Homemade Cranberry Sauce Recipe

Emily Hartwell
This Homemade Cranberry Sauce is a sweet and tangy side dish perfect for Thanksgiving or any meal. Made with simple ingredients like cranberries, sugar, and citrus, it’s easy to prepare and full of flavor.
Prep Time 5 minutes
Cook Time 15 minutes
Total Time 20 minutes
Course Condiment, Side Dish
Cuisine American
Servings 8 People
Calories 120 kcal

Ingredients
  

  • 12 oz 340 g fresh or frozen cranberries
  • 3/4 cup sugar or honey/maple syrup for a natural sweetener
  • 3/4 cup water or substitute half with orange juice for extra flavor
  • 1 tsp lemon zest optional
  • Pinch of salt
  • Optional mix-ins: 1/2 cup chopped pecans 1/2 tsp cinnamon, 1/2 cup dried cherries or raisins

Instructions
 

Rinse the Cranberries:

  • Pick through cranberries and discard any damaged or soft ones.
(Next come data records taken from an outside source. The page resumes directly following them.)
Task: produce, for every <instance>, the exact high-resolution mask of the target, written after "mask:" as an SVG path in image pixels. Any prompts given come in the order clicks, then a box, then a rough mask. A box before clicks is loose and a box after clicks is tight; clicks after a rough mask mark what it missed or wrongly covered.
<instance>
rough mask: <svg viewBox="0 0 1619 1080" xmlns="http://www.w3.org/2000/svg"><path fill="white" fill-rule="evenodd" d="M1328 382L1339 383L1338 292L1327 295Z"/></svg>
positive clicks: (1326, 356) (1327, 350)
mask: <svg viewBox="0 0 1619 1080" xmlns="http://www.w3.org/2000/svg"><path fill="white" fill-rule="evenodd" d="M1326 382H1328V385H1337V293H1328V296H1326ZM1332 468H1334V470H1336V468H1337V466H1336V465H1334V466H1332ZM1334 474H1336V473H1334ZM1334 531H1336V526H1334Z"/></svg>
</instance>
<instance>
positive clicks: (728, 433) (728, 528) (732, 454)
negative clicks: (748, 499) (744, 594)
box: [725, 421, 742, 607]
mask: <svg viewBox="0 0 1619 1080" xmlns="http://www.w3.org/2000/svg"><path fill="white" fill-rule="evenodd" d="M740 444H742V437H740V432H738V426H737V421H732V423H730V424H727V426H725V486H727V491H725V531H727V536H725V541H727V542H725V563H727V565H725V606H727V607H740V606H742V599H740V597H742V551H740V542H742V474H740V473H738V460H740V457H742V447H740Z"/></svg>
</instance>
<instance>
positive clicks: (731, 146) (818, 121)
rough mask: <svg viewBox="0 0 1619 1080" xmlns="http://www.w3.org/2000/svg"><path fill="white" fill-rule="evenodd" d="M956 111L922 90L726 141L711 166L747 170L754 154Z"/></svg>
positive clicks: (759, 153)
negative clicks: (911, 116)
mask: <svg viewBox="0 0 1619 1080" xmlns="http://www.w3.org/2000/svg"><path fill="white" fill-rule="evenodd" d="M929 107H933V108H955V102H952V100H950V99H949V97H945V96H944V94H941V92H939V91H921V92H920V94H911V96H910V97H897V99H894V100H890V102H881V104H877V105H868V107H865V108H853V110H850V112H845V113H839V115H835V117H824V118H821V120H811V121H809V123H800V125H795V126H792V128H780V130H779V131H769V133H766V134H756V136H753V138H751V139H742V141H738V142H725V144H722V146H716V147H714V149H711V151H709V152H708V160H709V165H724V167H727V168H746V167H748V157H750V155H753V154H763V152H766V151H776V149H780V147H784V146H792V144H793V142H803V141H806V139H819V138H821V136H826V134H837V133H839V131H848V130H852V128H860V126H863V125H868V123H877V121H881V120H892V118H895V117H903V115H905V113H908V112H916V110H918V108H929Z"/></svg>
Rinse well under cold water.

Combine Sugar and Liquid:

  • In a medium saucepan, mix sugar (or sweetener) with water (and orange juice if using). Heat over medium heat until the sugar dissolves.
    water and sugar

Cook Cranberries:

  • Add cranberries to the saucepan. Bring to a gentle boil, then reduce heat and simmer uncovered for 10–15 minutes. Stir occasionally until most berries burst and the sauce thickens.
    Cook Cranberry

Add Flavor:

  • Stir in lemon zest, a pinch of salt, and any optional mix-ins like nuts, dried fruits, or spices. Adjust sweetness to taste.
    add flavors

Cool and Serve:

  • Remove from heat and let cool to room temperature. Refrigerate for at least 1 hour before serving. The sauce will thicken as it cools. Serve with turkey, chicken, or your favorite dishes.
    Homemade Cranberry Sauce

Notes

Tips & Variations:

  • Fruit Twists: Add orange slices, blueberries, or cranberries for a different flavor.
  • Spice it Up: A pinch of cinnamon, nutmeg, or allspice adds warmth.
  • Sweetener Alternatives: Use coconut sugar, honey, or maple syrup instead of white sugar for a healthier option.
  • Storage: Keep in an airtight container in the fridge for up to 1 week or freeze up to 3 months.